Voy a intentar explicarme en más detalle, pero primero un poco de contexto para los que no están familiarizados con Mass Effect:
Mass Effect es una saga de 3 videojuegos desarrollados por BioWare. Lo que la caracteriza es su pertenencia a la ciencia ficción más fantasiosa y menos especulativa, pero tan bien desarrollada en cuanto a sus culturas, historia y relaciones entre facciones que supera a muchos libros del mismo género. Pero más aún, lo que lo destaca respecto a la mayoría de los juegos populares en estos años es que la historia tiene primacía sobre la jugabilidad. Esto no significa que el juego sea aburrido o poco jugable. Para nada. Pero lo que significa es que casi la totalidad de las acciones del juego están enmarcadas en una narrativa consistente y cuyos objetivos son hacer avanzar la historia por alguna de sus múltiples variantes. Y las decisiones del jugador/espectador/lector (porque en cada momento del juego se ponen en práctica distintas modalidades de interacción con el contenido, más o menos activo) son importantísimas y afectan el desarrollo del juego a cada minuto, y traslandándose del primer juego al tercero. Mucho más que disparar un arma (que mucho de eso hay, pero nunca es repetitivo porque es en la consecución de un objetivo y no por el objetivo de la acción en sí), son las decisiones en torno a los diálogos, al convencer a un aliado o intimidar a un enemigo, entre muchas otras modalidades de interacción, las que determinan una modalidad de juego en la que el jugador no solo juega a ser un personaje, sino que expresa una moral.
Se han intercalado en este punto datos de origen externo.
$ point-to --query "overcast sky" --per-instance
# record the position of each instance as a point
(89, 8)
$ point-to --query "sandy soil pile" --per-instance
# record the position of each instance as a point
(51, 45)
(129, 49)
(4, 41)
El ejemplo más claro de lo que explico es además una de las experiencias más movilizadoras que tuve como jugador o espectador o lector de cualquier tipo de entretenimiento:
En el primer juego (Mass Effect, 2007), en el rol del comandante Shepard (héroe y protagonista exclusivo de la saga) me tocó tomar una decisión de juego que me atormentó por un tiempo. En una misión de las tantas y variadas que llenan el juego, me tocó escapar de una instalación invadida completamente por enemigos. En la confusión de la batalla, mis dos escuadrones de soldados se encontraban en distintos puntos del escenario. Ashley Williams y Kaidan Alenko, mis compañeros y subordinados desde la primera misión, con los que había dialogado por muchas horas y sufrido victorias y derrotas, estaban en peligro. Y el juego me puso en una situación insoluble que predijo las cientas de decisiones moralmente grises de la saga: tuve que decidir entre salvar a Ashley o a Kaidan. No podía llegar a tiempo para rescatar a los dos o toda mi tripulación moriría. Traté de dilatar la decisión lo más posible, pero no surgió ninguna solución mágica. Tuve que decidir, en un momento en que mi personaje y mi personalidad se difuminaron hasta no saber si lo que decidí lo hice por mi propia moral o porque era lo que Shepard haría.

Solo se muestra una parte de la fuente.